There were also many people who disagreed and thought the idea was better in theory than in practice.

“Your thought process is correct. It is dangerous to have employees working from home with no interaction other than groups or zooming. All my best ideas came from experience and sitting at a desk that encouraged thinking about real life scenarios,” claimed one.

“If that were true, telecommuting wouldn’t suffer so much. In theory yes, but in practice managers want to see their employees,” another emphasized.

“Unfortunately, I disagree, unless you have good production metrics, telecommuting doesn’t work,” wrote one.

Brett McAllen, CEO of Workspaces, believes that coming to the office shouldn’t be completely obsolete, as it can have significant benefits for your career.

“The cooling effect of water is alive and well in most workspaces. “Whether you’re running into others in the kitchen or catching up on a coffee break, this is where most of the conversations about what’s going on in the office, i.e. new jobs,” he said.

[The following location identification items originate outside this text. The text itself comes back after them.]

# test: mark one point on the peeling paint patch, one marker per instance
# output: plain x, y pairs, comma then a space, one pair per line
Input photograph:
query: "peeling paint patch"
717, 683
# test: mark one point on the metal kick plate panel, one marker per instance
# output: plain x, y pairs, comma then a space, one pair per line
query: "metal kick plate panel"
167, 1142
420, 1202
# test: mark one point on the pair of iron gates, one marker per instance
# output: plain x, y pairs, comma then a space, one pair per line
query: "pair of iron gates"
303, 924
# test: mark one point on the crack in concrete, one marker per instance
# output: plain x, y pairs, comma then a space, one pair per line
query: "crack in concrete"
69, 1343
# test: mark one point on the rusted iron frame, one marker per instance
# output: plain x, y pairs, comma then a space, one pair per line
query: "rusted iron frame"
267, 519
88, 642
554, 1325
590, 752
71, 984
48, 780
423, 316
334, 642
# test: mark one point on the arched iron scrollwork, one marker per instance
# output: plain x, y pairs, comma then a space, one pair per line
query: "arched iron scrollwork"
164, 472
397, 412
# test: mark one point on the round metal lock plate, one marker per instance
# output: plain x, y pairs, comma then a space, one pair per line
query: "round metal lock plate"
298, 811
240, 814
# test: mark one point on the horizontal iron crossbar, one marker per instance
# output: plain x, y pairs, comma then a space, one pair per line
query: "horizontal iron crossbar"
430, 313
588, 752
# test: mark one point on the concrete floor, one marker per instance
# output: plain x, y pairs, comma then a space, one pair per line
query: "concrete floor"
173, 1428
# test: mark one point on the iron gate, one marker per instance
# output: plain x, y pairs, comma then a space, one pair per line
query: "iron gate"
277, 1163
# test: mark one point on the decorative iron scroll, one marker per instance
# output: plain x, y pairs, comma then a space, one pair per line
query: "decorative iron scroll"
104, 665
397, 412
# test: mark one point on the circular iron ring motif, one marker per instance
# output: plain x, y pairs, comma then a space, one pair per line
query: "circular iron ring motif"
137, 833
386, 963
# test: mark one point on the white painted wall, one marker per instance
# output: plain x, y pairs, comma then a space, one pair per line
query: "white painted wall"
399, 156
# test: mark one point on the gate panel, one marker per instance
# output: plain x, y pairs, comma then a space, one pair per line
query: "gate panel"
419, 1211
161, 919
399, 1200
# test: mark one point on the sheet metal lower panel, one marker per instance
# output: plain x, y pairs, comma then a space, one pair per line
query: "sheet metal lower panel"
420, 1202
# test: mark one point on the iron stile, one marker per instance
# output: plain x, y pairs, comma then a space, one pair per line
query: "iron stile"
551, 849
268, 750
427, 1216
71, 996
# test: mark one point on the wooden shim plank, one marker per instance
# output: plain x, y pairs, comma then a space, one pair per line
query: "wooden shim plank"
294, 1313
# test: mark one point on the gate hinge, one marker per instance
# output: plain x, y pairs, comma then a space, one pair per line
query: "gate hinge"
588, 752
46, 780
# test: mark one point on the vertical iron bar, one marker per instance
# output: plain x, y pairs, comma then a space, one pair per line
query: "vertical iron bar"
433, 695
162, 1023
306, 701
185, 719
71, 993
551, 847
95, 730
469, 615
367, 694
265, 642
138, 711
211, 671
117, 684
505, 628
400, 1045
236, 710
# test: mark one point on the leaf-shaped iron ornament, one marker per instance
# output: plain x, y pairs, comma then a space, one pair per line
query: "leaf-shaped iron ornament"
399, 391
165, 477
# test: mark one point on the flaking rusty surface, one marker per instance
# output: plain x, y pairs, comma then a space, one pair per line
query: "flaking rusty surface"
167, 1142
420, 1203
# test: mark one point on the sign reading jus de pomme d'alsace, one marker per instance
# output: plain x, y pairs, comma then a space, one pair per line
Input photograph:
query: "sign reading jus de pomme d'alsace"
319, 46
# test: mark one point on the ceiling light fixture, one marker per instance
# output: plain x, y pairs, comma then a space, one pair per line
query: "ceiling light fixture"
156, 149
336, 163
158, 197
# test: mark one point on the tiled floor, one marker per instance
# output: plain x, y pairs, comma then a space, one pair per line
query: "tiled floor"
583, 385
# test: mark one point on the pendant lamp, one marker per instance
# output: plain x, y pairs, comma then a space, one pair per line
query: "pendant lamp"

Mr McAllen said this is still a way of building core relationships and cannot be achieved working from home.

He explained that he believes that working in an office involves a level of “immersion” that you can’t achieve from the living room.

“When the office is extremely busy with big projects or looming deadlines, the energy, buzz and excitement is palpable. People exchange ideas, bounce ideas around, bounce ideas off each other,” he said.

“The workplace becomes a place of innovation and spontaneity. This is difficult to achieve when working from home.”

Instead, Mr. McAllen believes you need to tune in if you want to get to the bottom of what’s going on.

“When you work in an office, you work in the center of the action; you are immersed in and part of the activity,” he added.

“You are present at key moments in the workplace. The perception is that if you are at work, you are more in touch with the organization and aligned with it.”